If someone asked, what do you know about Colombia? Most likely, the answer would be “they make coffee” and you would be right, since Colombia usually exports 11.5 billion bags of fresh coffee each year and brings substantial income to Colombia— Colombia alone takes up ten percent of the worldwide coffee production. Obviously it can be easy to imagine that the coffee would be undoubtedly delicious, however most households have cheaper and lesser quality coffee than we do in the U.S, as more expensive coffee is often sent off to other countries.

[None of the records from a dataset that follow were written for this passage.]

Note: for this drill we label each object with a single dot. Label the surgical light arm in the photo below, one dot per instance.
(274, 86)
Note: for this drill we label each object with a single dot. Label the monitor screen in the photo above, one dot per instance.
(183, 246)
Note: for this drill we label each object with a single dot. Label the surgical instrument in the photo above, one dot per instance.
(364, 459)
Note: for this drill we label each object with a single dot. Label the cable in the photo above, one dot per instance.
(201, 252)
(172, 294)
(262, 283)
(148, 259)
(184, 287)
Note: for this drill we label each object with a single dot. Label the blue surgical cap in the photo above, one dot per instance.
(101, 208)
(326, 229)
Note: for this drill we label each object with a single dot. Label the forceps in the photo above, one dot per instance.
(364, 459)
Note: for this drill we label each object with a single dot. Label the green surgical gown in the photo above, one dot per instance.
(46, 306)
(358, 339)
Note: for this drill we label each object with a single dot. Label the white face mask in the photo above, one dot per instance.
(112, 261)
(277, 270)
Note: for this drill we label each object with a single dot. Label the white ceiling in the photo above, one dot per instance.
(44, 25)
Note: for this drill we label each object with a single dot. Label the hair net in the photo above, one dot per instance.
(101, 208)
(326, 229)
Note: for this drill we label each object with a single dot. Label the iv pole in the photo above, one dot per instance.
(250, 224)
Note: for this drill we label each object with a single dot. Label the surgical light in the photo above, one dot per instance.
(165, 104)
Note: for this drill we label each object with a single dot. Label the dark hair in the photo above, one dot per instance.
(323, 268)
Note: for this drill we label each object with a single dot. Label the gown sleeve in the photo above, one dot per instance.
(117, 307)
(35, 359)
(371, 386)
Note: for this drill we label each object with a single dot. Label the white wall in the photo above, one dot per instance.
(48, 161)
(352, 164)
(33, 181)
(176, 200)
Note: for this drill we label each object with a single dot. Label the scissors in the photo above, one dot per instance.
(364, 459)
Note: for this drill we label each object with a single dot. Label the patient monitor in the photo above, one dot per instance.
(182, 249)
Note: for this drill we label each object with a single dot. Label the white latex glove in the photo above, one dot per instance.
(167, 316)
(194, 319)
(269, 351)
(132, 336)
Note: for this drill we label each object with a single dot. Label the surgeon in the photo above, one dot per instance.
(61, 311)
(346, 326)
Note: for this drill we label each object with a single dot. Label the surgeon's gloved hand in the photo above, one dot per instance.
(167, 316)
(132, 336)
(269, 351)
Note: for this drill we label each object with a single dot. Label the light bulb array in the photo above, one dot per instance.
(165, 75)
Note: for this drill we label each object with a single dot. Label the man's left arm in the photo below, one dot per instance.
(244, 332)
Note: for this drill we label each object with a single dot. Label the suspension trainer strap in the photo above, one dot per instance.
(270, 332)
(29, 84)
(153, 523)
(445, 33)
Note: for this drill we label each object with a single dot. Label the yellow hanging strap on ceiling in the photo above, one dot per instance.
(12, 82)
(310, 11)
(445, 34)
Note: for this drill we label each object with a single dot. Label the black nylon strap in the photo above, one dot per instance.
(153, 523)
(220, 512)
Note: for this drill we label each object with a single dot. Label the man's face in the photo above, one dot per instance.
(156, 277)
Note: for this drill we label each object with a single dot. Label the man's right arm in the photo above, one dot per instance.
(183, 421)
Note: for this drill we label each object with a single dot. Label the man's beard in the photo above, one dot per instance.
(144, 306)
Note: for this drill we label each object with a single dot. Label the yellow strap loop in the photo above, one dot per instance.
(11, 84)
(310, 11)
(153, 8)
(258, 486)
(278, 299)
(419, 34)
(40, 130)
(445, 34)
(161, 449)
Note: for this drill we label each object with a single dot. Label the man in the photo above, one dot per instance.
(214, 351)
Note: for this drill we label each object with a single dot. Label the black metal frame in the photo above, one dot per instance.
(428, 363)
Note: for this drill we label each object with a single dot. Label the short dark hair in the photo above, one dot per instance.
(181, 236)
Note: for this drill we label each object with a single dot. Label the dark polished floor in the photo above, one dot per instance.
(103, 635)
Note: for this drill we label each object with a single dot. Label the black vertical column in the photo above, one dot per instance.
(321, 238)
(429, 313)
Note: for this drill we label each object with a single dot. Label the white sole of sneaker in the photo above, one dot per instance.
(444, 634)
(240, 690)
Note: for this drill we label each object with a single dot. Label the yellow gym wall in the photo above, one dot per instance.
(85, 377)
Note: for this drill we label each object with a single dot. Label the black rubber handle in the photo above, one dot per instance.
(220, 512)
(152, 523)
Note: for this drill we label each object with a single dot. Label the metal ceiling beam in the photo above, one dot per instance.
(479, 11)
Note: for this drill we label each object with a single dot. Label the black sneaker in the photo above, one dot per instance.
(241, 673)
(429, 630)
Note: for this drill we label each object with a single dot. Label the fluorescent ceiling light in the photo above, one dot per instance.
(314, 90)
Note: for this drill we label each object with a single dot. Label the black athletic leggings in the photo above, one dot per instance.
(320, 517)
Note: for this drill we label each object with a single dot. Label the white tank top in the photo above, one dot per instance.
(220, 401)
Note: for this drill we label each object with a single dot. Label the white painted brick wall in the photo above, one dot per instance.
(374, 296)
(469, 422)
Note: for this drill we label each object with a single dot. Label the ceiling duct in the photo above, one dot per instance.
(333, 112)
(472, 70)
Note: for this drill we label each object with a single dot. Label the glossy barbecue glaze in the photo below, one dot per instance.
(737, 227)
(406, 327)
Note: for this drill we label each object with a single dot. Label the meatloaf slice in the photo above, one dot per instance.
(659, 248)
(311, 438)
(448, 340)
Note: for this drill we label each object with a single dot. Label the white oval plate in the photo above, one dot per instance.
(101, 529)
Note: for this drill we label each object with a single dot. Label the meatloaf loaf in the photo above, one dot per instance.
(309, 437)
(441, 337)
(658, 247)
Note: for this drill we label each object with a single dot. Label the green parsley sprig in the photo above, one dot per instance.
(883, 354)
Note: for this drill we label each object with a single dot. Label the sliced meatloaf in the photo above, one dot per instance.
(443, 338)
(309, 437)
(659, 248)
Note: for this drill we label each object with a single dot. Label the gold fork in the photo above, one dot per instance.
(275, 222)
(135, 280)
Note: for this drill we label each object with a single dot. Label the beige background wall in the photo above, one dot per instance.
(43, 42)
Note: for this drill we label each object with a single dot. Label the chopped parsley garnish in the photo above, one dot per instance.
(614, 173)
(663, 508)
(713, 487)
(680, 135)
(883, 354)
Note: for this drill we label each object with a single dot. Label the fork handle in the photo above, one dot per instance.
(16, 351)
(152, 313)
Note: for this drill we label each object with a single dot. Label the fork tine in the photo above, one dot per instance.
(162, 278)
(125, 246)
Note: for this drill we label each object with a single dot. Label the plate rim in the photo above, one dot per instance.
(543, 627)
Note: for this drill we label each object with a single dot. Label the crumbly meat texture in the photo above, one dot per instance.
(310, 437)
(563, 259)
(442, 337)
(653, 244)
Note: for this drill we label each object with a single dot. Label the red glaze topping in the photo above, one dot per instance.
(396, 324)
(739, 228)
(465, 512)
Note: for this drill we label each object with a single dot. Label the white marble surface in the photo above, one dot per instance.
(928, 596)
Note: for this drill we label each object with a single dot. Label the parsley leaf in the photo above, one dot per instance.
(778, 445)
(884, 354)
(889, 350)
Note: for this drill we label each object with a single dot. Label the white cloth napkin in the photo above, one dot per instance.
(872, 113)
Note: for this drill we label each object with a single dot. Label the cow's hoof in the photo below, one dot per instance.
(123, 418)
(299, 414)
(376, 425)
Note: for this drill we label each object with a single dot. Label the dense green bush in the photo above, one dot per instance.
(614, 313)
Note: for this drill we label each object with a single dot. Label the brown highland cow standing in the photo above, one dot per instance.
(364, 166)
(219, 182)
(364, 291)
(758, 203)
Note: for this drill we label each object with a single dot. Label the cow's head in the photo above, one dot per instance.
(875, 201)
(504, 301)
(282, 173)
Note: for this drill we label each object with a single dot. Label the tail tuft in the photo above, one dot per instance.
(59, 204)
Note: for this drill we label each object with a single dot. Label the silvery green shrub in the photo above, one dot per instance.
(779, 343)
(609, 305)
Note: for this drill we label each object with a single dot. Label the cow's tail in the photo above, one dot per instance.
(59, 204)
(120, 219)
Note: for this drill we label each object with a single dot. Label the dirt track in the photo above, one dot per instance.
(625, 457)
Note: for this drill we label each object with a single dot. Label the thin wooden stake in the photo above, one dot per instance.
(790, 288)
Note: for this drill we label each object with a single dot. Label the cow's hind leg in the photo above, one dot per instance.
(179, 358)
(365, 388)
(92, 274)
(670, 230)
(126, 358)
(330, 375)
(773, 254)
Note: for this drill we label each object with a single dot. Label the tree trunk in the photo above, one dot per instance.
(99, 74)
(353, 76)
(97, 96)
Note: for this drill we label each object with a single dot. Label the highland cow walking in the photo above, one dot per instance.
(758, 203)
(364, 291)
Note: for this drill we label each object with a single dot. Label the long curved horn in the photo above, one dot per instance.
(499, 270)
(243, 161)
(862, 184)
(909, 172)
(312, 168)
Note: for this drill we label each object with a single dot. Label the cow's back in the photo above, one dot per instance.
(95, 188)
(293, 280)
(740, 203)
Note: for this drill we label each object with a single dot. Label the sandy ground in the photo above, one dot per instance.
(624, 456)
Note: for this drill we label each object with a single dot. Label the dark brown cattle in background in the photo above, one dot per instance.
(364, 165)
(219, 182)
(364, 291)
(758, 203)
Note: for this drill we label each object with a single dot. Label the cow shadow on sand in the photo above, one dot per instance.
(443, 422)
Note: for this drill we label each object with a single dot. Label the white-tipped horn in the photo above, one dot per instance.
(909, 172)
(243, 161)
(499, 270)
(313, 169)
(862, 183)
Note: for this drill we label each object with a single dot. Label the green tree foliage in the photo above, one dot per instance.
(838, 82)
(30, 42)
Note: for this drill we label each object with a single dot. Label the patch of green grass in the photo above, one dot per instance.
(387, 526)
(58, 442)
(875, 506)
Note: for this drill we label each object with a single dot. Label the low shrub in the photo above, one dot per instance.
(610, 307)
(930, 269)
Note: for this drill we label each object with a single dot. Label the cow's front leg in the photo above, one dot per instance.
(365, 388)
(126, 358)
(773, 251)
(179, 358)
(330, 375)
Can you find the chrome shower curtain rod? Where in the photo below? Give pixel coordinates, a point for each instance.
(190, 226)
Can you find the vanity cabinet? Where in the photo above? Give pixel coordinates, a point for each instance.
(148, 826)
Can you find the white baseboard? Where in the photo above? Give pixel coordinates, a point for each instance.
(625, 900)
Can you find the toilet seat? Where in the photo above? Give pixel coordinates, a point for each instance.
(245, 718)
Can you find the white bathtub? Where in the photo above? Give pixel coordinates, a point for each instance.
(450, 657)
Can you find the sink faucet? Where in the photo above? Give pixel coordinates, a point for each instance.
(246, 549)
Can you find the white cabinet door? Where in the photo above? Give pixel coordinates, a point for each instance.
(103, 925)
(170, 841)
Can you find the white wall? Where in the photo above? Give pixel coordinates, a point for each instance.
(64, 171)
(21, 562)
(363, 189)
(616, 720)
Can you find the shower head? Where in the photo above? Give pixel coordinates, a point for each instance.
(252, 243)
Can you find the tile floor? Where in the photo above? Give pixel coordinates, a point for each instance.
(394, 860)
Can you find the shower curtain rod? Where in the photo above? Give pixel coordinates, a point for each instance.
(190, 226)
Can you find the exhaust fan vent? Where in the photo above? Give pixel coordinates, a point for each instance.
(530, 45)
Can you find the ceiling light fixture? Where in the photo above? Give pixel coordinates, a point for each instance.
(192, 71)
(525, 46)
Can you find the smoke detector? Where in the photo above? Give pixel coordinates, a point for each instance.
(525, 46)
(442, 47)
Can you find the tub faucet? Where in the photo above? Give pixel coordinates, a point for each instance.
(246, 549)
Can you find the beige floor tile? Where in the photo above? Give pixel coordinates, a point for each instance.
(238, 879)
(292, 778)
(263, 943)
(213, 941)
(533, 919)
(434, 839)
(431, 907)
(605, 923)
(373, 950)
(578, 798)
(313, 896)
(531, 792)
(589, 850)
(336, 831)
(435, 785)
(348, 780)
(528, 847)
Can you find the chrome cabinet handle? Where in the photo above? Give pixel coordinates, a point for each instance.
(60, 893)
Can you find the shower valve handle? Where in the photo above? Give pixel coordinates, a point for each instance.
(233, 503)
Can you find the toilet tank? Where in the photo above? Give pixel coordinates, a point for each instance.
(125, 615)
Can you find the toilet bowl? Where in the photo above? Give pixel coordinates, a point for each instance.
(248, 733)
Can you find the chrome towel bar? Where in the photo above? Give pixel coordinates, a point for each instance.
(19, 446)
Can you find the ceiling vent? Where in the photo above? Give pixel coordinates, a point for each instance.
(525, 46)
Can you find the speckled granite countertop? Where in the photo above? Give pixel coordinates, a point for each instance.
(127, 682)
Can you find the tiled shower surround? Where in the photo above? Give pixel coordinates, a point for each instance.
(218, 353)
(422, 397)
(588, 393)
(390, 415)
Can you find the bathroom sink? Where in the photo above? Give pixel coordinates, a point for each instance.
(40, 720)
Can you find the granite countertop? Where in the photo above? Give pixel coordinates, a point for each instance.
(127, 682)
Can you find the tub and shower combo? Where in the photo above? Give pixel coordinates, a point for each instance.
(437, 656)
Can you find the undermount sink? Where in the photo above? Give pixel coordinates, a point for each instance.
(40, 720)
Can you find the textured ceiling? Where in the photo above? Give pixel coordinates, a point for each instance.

The flavor of Colombian coffee is unlike any other because it comes from the Arabica bean, which has less caffeine content than other coffee beans which coffee markets enjoy because of its unique taste and accessibility. Arabica beans are most commonly used in Colombian coffee because they are grown near the mountains. The beans give the coffee a nice smooth consistency with little notes of chocolate and sugar, along with a small amount of acidity and a strong caramel-like sweetness. They have one of the most recognizable coffee flavors to most North Americans.

Since Arabica coffee is so popular, it’s used around the world. Even if it’s in a blend, or straight up Arabica, you yourself have probably tried this delicious coffee, Because whether you’ve had it in your local coffee shop or around the world, Arabica can be found literally everywhere.

In most coffee shops around Bend, Colombian coffee is pretty easy to come by. The United States imported around 6.92 billion U.S. dollars worth of coffee in 2021, making it one of the top consumers of coffee. I would definitely expect even more of the good stuff when I travel to Colombia, however, the majority of most cafes in the city are commercial chains. This is upsetting because there aren’t as many traditional mom and pop places in Colombia. This might be because of the amount of coffee being shipped off world wide, the coffee industry being so massive means there is more demand for the coffee abroad, meaning there isn’t a lot of the high quality stuff for Colombian locals.

If you are a hard core coffee drinker, make sure to help support our local coffee shops, in Bend we are very lucky to have as many local coffee places as we have, because places like Lone Pine Coffee Roasters take the time to really respect the coffee beans, and roast them to perfection, to make sure that the beans are full of flavor, and to make sure that each delicious sip is one to remember.